Gordon Clarke manages to keep his head on straight and remains in control of the situation after he learns of his wife’s attempted affair. He immediately and surprisingly goes right back to work to try and salvage what he can from the Giant. What he comes up with wouldn’t be considered innovative against the backdrop of progress preached by the show and it’s themes, but could save the team from financial ruin. A sacrifice is made for survival as explained by MacMillan. This theme is the strongest in the show and speaks to the problems with tech development throughout modern history. Howe’s interactive operating system was always meant to be ahead of it’s time and falls neatly in line with her mantra and ideas of what computers will be down the road. This leads to a heartbreaking moment when Howe discovers that Clarke has removed the system entirely to speed up the processor and turn the Giant into a basic functioning machine that will run traditional software–but at much faster speeds. The desperate move works and IBM offers them a healthy purchase price.
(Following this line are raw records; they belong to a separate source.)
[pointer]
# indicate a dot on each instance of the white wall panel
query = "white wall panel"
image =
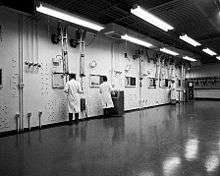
(38, 92)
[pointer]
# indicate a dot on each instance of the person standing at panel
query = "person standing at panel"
(73, 89)
(173, 92)
(105, 90)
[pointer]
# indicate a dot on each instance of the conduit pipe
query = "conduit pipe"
(20, 70)
(112, 61)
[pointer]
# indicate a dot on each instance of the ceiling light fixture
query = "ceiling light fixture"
(189, 40)
(189, 59)
(60, 14)
(136, 41)
(167, 51)
(150, 18)
(210, 52)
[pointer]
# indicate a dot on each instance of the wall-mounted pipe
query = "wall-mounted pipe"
(39, 117)
(17, 118)
(29, 120)
(20, 70)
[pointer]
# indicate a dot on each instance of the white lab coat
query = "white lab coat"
(173, 91)
(105, 90)
(72, 88)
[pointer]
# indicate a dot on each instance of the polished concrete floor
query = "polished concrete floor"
(181, 140)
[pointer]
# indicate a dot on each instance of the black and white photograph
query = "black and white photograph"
(109, 87)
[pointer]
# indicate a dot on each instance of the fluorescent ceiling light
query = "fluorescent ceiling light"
(57, 13)
(189, 59)
(150, 18)
(189, 40)
(210, 52)
(136, 41)
(167, 51)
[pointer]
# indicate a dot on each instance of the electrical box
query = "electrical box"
(57, 65)
(57, 81)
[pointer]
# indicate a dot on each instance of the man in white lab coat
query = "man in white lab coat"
(105, 90)
(73, 89)
(173, 92)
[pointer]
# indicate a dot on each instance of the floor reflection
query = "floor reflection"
(181, 140)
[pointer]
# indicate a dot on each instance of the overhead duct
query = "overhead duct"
(115, 31)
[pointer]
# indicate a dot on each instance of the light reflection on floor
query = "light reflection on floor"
(181, 140)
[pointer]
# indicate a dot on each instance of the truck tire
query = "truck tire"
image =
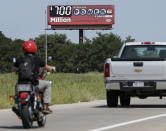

This episode makes a few promises for the future of this show (if there is a future) that if followed through with could make Halt and Catch Fire a pop- culture phenomenon. The setting of the Comdex trade show brings our characters into a much larger world and puts them up against players that viewers are already familiar with. This episode was timed perfectly with Comic-Con, a convention that helps bridge fans with their favorite artists, actors and filmmakers. This is what needs to happen in order to save Halt and Catch Fire. Viewers need to know that these characters and their struggles are part of a world they know, love and interact with on a daily basis. Having IBM and Texas Instruments as a presence on the show was a good start but stood only to serve the more tech and history-savvy viewers like myself. With Xerox and Microsoft making cameos and hints that the team will move to Silicon Valley, the show could go mainstream and be the Entourage of Northern California. My hopes are strengthened in the final moments of the episode as a bewildered Joe Macmillan wanders into a candle-lit room with some intrigued on-lookers. As he moves through the crowd, the very familiar Apple Macintosh emerges on display (nerdgasm). Macmillan is speechless until an Apple employee boots up the holy-grail of personal computing and utters the words “It Speaks”.